Guess the poblem is with me.
The difference is in my application the geometry which gets assigned the textures is created from scratch. But I have no idea why allowing transparency on the generated nodepath makes it invisible.

When you create the geometry from scratch, you wouldn’t happen to be adding a color column with a 0 alpha value, would you?

Is the geometry still invisible if you don’t apply the texture?

David

Im not adding any vertex color data, just

addColumn(InternalName.make('vertex'), 3, Geom.NTFloat32, Geom.CPoint)
addColumn(InternalName.make('normal'), 3, Geom.NTFloat32, Geom.CVector)
addColumn(InternalName.make('texcoord'), 2, Geom.NTFloat32, Geom.CTexcoord)

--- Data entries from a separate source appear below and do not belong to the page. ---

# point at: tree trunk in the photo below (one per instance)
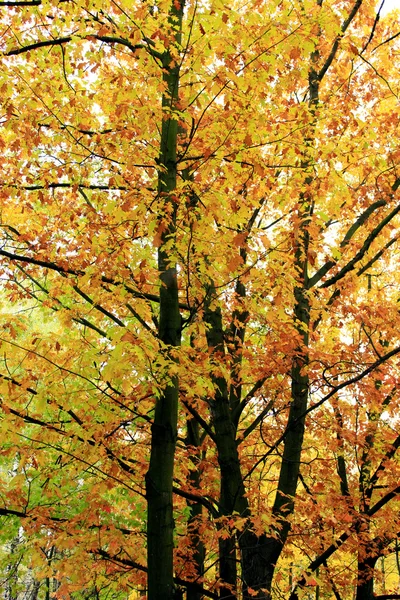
(365, 578)
(159, 478)
(196, 509)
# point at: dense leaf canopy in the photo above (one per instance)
(199, 302)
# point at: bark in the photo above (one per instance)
(231, 486)
(365, 578)
(196, 509)
(159, 478)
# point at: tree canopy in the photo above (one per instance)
(199, 371)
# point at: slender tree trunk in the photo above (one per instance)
(159, 478)
(196, 509)
(365, 578)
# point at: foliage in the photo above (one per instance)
(200, 216)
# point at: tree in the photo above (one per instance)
(201, 199)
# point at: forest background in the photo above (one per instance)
(199, 369)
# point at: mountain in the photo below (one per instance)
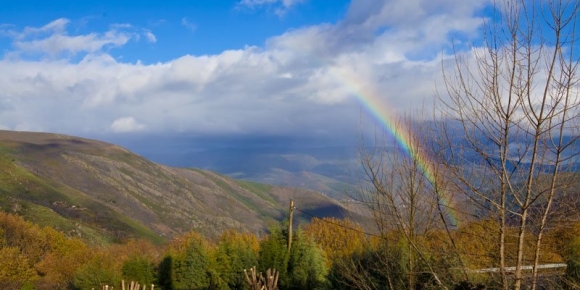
(106, 193)
(327, 166)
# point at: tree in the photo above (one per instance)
(511, 111)
(339, 239)
(401, 190)
(235, 252)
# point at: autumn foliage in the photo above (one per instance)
(327, 253)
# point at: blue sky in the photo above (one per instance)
(181, 27)
(201, 67)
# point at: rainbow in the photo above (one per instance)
(371, 101)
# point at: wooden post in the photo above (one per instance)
(290, 225)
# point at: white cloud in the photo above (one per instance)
(301, 82)
(190, 26)
(126, 124)
(54, 40)
(281, 6)
(150, 36)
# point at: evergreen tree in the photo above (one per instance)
(139, 269)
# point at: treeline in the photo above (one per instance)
(325, 254)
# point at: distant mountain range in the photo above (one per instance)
(104, 192)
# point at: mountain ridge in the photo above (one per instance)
(105, 193)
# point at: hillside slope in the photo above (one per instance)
(105, 193)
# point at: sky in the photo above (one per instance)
(222, 68)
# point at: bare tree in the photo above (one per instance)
(399, 187)
(511, 113)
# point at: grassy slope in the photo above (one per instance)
(105, 193)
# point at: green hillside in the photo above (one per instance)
(105, 193)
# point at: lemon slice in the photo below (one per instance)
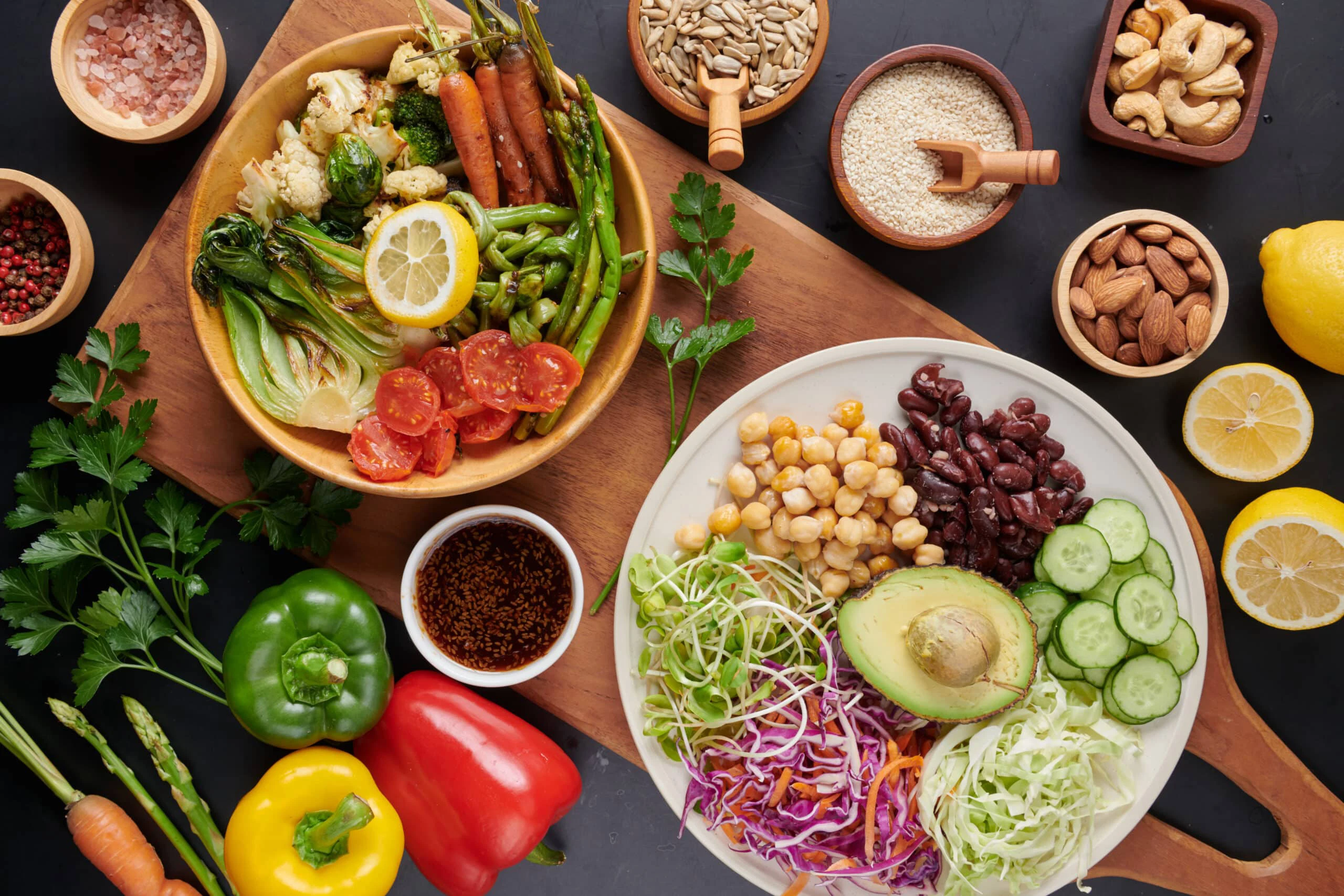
(1284, 559)
(421, 265)
(1247, 422)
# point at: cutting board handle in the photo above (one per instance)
(1234, 739)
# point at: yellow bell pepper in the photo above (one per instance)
(315, 825)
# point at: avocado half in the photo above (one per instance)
(944, 644)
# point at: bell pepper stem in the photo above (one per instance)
(543, 855)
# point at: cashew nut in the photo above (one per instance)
(1223, 82)
(1177, 41)
(1144, 105)
(1218, 128)
(1143, 22)
(1129, 45)
(1170, 11)
(1140, 70)
(1168, 96)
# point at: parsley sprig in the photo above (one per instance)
(151, 594)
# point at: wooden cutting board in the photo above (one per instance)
(593, 491)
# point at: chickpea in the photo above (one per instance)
(799, 500)
(839, 555)
(790, 477)
(848, 501)
(691, 536)
(828, 519)
(753, 428)
(784, 426)
(904, 501)
(741, 481)
(929, 555)
(834, 583)
(859, 475)
(848, 414)
(834, 433)
(817, 450)
(725, 520)
(884, 455)
(885, 484)
(754, 453)
(788, 450)
(756, 516)
(909, 534)
(851, 449)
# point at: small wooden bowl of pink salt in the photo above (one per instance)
(143, 71)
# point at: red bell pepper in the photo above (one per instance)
(475, 785)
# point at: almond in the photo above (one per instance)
(1183, 249)
(1129, 354)
(1081, 303)
(1131, 251)
(1105, 246)
(1079, 270)
(1191, 301)
(1167, 272)
(1116, 293)
(1198, 327)
(1108, 338)
(1153, 233)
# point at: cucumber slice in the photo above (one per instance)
(1107, 589)
(1146, 687)
(1158, 562)
(1182, 649)
(1076, 558)
(1045, 605)
(1089, 637)
(1146, 609)
(1059, 667)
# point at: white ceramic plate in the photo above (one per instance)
(874, 373)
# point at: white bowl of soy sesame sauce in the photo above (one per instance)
(492, 596)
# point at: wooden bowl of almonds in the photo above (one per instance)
(1140, 293)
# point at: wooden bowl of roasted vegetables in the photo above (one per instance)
(381, 305)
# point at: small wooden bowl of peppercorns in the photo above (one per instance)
(46, 254)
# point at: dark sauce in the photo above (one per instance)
(495, 596)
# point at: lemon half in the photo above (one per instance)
(1284, 559)
(1247, 422)
(421, 265)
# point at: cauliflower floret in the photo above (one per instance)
(340, 94)
(414, 183)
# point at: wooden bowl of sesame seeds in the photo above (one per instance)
(991, 77)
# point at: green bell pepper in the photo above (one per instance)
(307, 661)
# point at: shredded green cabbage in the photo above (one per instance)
(1015, 797)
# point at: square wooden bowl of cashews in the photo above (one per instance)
(1178, 80)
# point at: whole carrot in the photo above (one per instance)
(508, 150)
(466, 113)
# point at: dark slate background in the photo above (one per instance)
(622, 837)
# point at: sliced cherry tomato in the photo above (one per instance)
(487, 426)
(381, 453)
(440, 445)
(494, 368)
(550, 374)
(444, 366)
(407, 400)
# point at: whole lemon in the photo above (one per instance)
(1304, 291)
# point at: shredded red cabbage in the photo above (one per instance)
(736, 792)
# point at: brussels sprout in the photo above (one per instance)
(354, 171)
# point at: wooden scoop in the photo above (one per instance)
(723, 97)
(965, 166)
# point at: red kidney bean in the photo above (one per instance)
(953, 413)
(913, 400)
(1012, 476)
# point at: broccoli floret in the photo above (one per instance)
(424, 145)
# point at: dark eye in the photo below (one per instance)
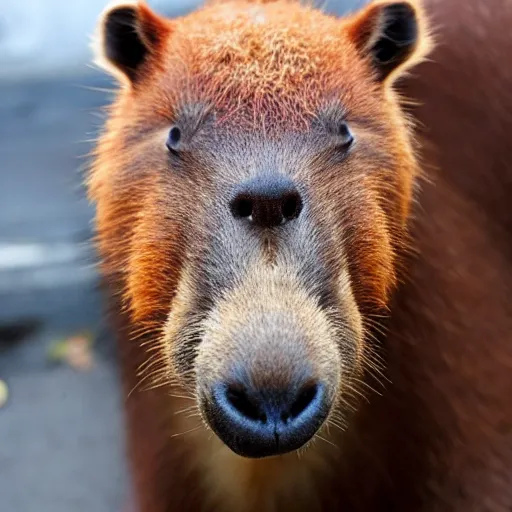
(173, 139)
(344, 136)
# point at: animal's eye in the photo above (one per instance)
(344, 136)
(173, 139)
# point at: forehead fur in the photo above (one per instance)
(262, 64)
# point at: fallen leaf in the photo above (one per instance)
(76, 351)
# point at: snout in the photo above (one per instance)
(268, 369)
(261, 422)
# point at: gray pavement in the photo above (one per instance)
(61, 435)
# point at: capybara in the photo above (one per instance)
(305, 229)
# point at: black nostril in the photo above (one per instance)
(306, 395)
(266, 201)
(248, 407)
(291, 206)
(241, 206)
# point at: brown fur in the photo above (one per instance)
(439, 437)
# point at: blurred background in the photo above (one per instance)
(61, 434)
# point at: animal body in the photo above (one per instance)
(311, 291)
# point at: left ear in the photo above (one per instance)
(128, 34)
(393, 35)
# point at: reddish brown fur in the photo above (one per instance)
(439, 437)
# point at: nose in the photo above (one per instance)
(264, 422)
(267, 201)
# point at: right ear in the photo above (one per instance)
(128, 34)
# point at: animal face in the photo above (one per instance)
(253, 187)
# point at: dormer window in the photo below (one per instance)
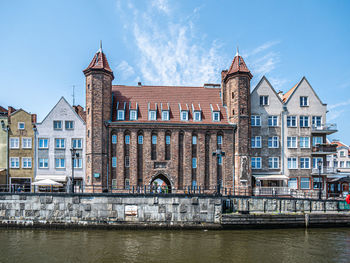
(197, 116)
(133, 115)
(121, 115)
(216, 115)
(184, 115)
(152, 115)
(304, 101)
(264, 100)
(165, 115)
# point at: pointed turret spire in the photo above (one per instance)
(99, 62)
(238, 66)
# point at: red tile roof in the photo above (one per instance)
(175, 96)
(99, 62)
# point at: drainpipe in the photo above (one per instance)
(282, 140)
(34, 161)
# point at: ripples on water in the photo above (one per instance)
(288, 245)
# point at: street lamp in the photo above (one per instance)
(218, 153)
(6, 128)
(319, 165)
(74, 156)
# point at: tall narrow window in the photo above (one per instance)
(154, 147)
(167, 145)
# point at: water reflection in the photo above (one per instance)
(292, 245)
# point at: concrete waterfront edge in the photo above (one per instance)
(165, 211)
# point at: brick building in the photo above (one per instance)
(181, 137)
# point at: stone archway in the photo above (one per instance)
(160, 183)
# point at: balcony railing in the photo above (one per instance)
(327, 128)
(325, 170)
(324, 148)
(271, 191)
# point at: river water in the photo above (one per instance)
(287, 245)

Without texture its visible, but its also visible with texture (but the alpha isn’t there), its only invisible when I do

nodepath.setTransparency(TransparencyAttrib.MDual, 1)

But is it visible if you have transparency enabled but textures disabled?

Perhaps you have a setColor or setColorScale somewhere with the alpha set to 0?

It sure does sound like your texture has a black alpha channel. Is it also invisible if you just use MAlpha or MBinary? You’re not using some exotic TextureStage settings?

What happens if you save the texture with something like:

texture.write('foo.png')

and then examine foo.png in GIMP?

David

Yeah, I did. Weird thing is it appears white in GIMP:

And yeah, other alpha modes are the same

Can you post a simple and complete sample program that demonstrates the problem?